The Bookseller offers uniquely intimate descriptions of real-life events and circumstances such as we are unlikely to find elsewhere. In the introduction, the author comments that the family seemed to regard her as a sort of androgynous entity and allowed her entrance into exclusive gatherings of men as well as those of women. Thus, in addition to such accounts as a women’s shopping trip for a new bride’s household necessities and a trip to the public baths, we also glimpse life from the teenage son’s point of view: his unsanctioned outing in a car, ending in lunch at a restaurant, with a female student who ventured into the bookshop; his trip to the shrine of Mazar-i-Sharif, intended to be a sort of pilgrimage to absolve his sins but ultimately anticlimactic in its spiritual quality. Of particular interest to the Western world where bigamy is illegal, is Seierstad’s description of the process by which the father of the family took a second (younger) wife and the ensuing household dynamics.

In the foreword Seierstad tells us she has written the book in “literary form.” That is, she narrates events as if she has witnessed them, or as if they are fictional accounts that she has composed. She acknowledges that: “I am not, of course, an omniscient author. Internal dialogue and feelings are based on what the family members described to me” (xii). Such an approach has its down side. Some of the narratives are based on Seierstad’s own observations, others on third-party description. By describing events with an authorial voice, however, she writes herself out of the narrative, leaving out the conversations in which she received these accounts, as well as the contexts in which these conversations occurred and any factors that might have influenced them. We sometimes forget that what we are reading is a reconstruction, mediated by a Norwegian author.

On the up side, this approach shifts the focus away from the author and onto the Afghans. It is not a travelogue dominated by Seierstad’s internal meditations and experiences but an attempt to introduce us to the daily life of a people most Westerners have seen only through the lens of the war correspondent’s camera.

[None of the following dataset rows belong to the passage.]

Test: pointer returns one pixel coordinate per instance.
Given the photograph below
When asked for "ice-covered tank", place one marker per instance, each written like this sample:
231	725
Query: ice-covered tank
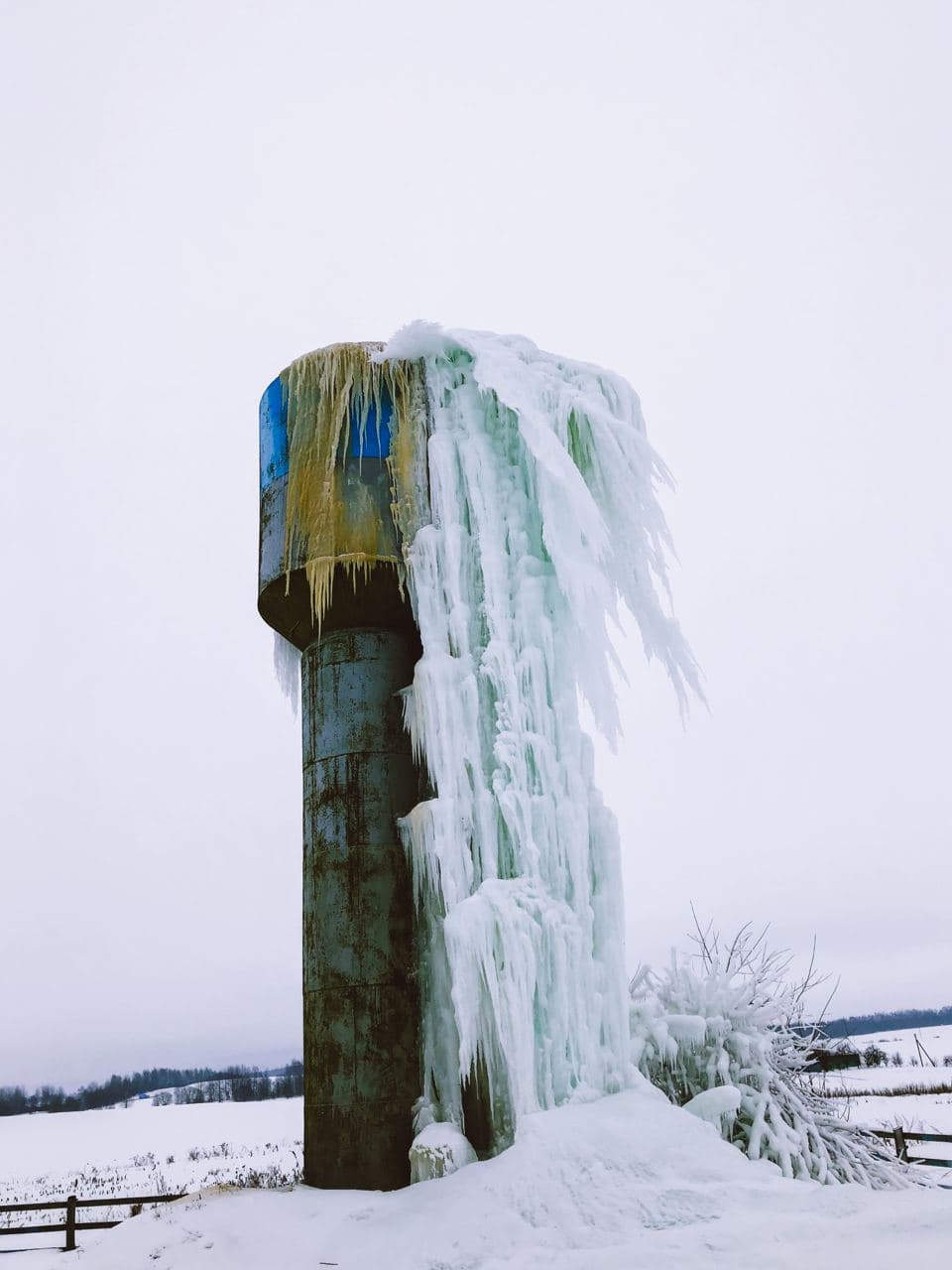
330	581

In the foreword, the author acknowledges that: “I have rarely been as angry as I was with the Khan family, and I have rarely quarreled as much as I did there. Nor have I had the urge to hit anyone as much as I did there. The same thing was continually provoking me: the manner in which men treated women. The belief in male superiority was so ingrained that it was seldom questioned” (p. xiii-xiv). Seierstad’s descriptions reveal this indignation, through the details she chooses to emphasize and in the unflinching bleakness with which she conveys the women’s lives: the rather useless and housebound grandmother, for example, or the daughter Leyla, on whom fall the brunt of the household chores. It is tempting to fault Seierstad for her Western bias, but it is widely accepted that true objectivity is a fiction. We can sympathize with many of the author’s reactions, following our own experiences living cross-culturally. We applaud her courage and determination to seek understanding through experience, but hope that readers will keep in mind the Western filter through which we receive her account.